Nouveau coup dur pour l’image de marque de Nestlé, le géant suisse de l’industrie agroalimentaire. Des traces d’acrylamide, une substance au potentiel cancérogène, se révèlent présentes, au-dessus des normes européennes recommandées, ce qui est dommageable, dans un produit pour bébé : il s’agit du « P’tit Biscuit texture saveur et croquante ». Cette information, pour le moins alarmante, a été diffusée par la fondation Changing Markets. Deux autres produits de la marque sont à surveiller car ils jouent aussi dangereusement avec le seuil sanitaire à ne pas dépasser. L’affaire est donc à prendre très au sérieux.

Un lit pour bébé

L’acrylamide, cancérogène, ne doit pas être présente au-delà de 200 microgrammes par kg : Nestlé est au-dessus de ce seuil maximal avec des biscuits pour les enfants, victimes abusées d’un intolérable laxisme ?

Selon une analyse indépendante, donc hors de la puissance étouffante des lobbys, de 25 biscuits destinés à des enfants étant en bas âge et commercialisés en France, l’acrylamide, classée comme cancérogène probable par l’OMS, se trouve hélas au-dessus des 200 microgrammes maximum tolérés, dans le produit « P’tit Biscuit texture croquante et fondante », et ce fortement, avec une concentration de 226,1 microgrammes par kg. Deux autres produits ont été épinglés par l’ONG environnementale WECF et une association au service des consommateurs SumOfUS, car ils sont proches du seuil à éviter absolument de dépasser : les biscuits bio « Mes 1ers Biscuits Orange » de Picot, marque du groupe Lactalis, avec 198,3 microgrammes et les « biscuits junior aux pépites de chocolat » de la marque Carrefour avec 192 microgrammes. Les autres produits, passés au crible, ne présentaient pas la moindre faille en ce qui concerne un respect scrupuleux des normes européennes en vigueur au sein de tous les Etats membres.

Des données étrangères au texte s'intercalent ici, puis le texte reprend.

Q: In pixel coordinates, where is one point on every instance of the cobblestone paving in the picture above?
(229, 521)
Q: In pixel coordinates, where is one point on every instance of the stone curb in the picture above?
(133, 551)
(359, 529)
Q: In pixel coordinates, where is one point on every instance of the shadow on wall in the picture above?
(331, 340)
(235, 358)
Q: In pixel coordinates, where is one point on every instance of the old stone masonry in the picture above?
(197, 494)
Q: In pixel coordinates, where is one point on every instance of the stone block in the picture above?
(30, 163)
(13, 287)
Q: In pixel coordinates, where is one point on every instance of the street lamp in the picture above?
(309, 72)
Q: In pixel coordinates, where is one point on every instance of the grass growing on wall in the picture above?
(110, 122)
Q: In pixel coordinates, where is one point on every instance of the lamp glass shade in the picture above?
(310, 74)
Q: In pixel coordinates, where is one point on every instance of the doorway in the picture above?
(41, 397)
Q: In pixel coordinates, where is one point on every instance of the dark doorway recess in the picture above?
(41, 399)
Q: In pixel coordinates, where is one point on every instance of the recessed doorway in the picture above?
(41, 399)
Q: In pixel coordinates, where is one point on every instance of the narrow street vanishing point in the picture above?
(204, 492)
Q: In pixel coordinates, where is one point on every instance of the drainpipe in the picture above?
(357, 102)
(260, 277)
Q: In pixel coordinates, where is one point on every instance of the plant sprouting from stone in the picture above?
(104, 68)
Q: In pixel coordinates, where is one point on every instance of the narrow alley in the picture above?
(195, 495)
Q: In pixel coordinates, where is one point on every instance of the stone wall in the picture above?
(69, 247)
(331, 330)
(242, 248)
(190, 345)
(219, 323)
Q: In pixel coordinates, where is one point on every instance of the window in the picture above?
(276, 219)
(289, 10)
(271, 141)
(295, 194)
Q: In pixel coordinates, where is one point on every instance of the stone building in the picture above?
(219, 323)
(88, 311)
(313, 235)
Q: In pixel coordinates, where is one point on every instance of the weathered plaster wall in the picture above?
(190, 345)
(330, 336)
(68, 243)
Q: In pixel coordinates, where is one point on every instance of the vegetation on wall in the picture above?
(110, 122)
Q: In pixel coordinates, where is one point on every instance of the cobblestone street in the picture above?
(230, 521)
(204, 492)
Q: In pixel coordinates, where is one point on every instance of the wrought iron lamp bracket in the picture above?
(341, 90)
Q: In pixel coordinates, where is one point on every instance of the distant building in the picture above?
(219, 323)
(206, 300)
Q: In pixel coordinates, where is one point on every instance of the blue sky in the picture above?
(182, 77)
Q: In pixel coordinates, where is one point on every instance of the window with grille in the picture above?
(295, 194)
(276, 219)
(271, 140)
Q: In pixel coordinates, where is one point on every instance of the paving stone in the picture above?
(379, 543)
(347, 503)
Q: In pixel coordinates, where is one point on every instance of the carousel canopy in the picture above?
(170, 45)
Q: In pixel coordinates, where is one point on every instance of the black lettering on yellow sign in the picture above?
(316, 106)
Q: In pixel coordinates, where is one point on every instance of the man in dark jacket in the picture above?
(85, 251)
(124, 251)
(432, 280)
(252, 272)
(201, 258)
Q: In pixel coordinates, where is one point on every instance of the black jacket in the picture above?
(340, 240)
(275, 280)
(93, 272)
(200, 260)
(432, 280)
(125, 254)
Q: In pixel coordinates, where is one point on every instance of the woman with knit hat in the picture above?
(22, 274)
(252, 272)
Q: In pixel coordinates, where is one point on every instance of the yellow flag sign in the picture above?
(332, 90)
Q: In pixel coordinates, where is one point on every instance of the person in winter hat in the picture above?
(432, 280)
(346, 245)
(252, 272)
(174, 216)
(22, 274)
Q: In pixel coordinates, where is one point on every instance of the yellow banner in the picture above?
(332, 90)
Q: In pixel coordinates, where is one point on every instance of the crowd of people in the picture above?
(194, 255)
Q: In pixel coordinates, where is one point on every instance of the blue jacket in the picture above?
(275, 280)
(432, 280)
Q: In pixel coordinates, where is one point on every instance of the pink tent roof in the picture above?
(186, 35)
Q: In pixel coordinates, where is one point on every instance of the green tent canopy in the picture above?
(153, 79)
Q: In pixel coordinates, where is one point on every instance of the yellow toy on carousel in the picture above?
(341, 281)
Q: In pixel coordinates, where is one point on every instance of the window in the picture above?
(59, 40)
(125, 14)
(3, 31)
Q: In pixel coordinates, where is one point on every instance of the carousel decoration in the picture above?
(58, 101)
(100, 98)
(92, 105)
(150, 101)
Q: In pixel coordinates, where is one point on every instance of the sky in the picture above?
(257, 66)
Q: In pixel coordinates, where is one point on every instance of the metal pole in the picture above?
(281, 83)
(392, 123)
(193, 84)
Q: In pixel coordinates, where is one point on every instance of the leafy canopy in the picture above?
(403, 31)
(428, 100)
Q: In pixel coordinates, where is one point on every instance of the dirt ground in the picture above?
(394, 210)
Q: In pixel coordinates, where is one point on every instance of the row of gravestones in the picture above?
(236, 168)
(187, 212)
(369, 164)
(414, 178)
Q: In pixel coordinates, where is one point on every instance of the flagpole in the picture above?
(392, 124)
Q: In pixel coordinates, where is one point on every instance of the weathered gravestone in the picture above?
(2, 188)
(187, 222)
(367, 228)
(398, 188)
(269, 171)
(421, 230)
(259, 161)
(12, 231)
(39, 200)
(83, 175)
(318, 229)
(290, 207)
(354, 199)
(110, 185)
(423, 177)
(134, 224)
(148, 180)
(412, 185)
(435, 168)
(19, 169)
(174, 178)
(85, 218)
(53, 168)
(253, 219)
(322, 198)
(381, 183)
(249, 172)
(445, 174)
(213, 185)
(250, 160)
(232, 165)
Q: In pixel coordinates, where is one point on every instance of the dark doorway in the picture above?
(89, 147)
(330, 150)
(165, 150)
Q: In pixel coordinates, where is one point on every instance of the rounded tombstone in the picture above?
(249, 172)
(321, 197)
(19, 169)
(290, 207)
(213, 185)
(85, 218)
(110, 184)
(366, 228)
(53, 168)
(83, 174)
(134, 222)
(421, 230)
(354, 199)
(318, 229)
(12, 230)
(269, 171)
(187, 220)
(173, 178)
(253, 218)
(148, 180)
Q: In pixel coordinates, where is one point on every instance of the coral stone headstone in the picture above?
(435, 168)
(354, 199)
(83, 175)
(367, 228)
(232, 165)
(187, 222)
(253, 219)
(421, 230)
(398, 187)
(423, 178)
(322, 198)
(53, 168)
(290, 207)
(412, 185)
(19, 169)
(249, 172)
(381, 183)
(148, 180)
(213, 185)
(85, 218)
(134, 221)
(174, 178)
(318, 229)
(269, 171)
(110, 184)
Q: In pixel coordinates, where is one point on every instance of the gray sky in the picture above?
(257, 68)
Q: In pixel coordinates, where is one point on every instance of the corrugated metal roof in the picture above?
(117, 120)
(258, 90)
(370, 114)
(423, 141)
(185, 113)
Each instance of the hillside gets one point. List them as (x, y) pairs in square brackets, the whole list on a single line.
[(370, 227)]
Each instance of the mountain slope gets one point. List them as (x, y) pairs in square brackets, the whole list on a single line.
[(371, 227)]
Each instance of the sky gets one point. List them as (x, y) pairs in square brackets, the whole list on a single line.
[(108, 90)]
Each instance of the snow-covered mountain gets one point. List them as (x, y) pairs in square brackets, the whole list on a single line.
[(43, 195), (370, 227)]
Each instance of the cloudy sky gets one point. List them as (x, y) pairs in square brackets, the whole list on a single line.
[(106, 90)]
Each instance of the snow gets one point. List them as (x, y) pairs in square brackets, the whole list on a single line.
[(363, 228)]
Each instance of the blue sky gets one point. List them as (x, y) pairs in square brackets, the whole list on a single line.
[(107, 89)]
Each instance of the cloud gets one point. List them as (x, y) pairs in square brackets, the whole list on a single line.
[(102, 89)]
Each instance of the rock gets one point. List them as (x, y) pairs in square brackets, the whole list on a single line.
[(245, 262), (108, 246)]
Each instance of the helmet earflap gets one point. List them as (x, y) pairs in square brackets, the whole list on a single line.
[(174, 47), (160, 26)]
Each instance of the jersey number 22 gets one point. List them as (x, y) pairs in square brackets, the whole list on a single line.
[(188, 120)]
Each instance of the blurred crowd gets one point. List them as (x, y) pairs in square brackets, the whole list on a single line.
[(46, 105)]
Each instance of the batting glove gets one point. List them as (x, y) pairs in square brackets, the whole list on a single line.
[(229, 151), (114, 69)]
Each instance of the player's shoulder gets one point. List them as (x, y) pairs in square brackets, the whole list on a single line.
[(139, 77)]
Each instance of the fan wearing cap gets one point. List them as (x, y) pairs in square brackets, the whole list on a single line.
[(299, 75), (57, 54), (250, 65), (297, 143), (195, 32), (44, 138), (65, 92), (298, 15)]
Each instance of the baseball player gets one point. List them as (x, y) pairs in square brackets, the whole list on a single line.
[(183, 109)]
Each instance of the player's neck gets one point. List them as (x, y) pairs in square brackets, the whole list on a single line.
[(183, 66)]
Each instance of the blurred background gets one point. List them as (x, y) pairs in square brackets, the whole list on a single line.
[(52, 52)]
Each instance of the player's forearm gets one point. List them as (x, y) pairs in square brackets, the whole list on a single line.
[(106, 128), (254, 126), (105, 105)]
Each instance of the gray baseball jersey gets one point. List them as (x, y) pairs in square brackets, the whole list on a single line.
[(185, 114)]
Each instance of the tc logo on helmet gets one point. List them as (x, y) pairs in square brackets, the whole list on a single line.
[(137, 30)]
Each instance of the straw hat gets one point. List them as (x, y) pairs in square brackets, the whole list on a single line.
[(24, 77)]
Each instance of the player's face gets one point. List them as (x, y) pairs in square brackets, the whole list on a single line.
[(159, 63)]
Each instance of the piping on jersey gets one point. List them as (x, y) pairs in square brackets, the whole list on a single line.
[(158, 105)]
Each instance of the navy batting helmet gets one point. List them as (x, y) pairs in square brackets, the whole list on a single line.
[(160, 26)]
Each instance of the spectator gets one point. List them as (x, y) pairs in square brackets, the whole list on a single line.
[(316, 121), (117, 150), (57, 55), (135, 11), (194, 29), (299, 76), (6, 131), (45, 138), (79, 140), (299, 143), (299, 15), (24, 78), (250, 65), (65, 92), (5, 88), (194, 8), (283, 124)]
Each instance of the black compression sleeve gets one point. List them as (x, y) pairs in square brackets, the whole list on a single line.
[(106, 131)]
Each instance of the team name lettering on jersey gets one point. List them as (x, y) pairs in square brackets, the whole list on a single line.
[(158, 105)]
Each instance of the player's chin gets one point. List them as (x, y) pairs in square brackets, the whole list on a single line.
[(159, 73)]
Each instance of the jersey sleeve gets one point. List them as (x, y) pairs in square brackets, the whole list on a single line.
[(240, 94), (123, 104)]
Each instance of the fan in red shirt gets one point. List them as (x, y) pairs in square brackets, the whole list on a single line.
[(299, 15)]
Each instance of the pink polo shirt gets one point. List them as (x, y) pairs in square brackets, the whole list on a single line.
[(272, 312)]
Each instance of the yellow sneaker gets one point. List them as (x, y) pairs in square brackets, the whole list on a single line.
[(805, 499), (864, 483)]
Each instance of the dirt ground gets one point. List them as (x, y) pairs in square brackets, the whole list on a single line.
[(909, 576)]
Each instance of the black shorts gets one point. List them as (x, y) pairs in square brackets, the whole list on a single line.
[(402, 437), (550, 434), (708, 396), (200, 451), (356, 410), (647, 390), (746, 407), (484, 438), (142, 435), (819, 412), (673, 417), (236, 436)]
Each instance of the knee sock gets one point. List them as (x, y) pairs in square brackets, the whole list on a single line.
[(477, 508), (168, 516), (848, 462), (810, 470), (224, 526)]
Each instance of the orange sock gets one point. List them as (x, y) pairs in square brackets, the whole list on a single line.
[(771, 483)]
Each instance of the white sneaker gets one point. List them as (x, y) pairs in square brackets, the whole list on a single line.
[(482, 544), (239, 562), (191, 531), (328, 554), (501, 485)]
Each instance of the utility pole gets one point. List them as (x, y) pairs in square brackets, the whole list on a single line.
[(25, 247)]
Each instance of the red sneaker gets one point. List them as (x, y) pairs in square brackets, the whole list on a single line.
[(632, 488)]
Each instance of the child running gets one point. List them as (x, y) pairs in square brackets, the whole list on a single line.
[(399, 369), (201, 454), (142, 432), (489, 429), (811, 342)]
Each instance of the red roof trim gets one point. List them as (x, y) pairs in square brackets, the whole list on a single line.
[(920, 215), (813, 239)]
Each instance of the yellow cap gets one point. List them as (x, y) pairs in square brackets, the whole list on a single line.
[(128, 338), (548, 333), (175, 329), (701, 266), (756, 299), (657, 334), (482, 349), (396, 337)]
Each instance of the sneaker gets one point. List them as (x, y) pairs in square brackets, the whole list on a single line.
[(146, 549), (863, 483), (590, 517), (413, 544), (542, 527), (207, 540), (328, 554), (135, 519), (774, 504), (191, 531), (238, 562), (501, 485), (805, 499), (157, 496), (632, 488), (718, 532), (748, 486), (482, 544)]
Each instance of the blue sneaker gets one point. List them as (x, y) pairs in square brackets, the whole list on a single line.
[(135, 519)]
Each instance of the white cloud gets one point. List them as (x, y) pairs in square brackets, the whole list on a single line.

La surprise (surfaite ?) de Nestlé France qui avoue jouer la carte de la transparence : l’acrylamide peut être combattue grâce à un temps de cuisson allongé combiné à une température élevée qui l’atténuent

La direction de Nestlé France a fait part jeudi soir de « sa grande surprise à la vue de ces résultats ». Nestlé abat une carte maîtresse (mais n’est-elle pas mensongère ?) en se positionnant sur une exemplarité hors pairs, arborant un suivi régulier de ses produits. « Nous faisons effectuer des mesures régulières par des laboratoires indépendants et nous sommes très significativement en dessous des indicateurs européens », aux dires défensifs de Pierre-Alexandre Teulié, un des capitaines, au gouvernail, du navire Nestlé France. La firme Nestlé se veut d’autant plus transparente et affirme, de ce fait, accepter la discussion avec SumOfUs. Ce dont la firme Nestlé a totalement conscience, c’est la nécessité d’une cuisson, à haute température et suffisamment longue, de l’acrylamide, pour la délivrer de son potentiel cancérogène. 9 autres substances, à vocation nutritive infantile, dont la menace cancérogène est avérée, doivent faire l’objet d’un vote, très prochainement, en mars, de la Commission Européenne.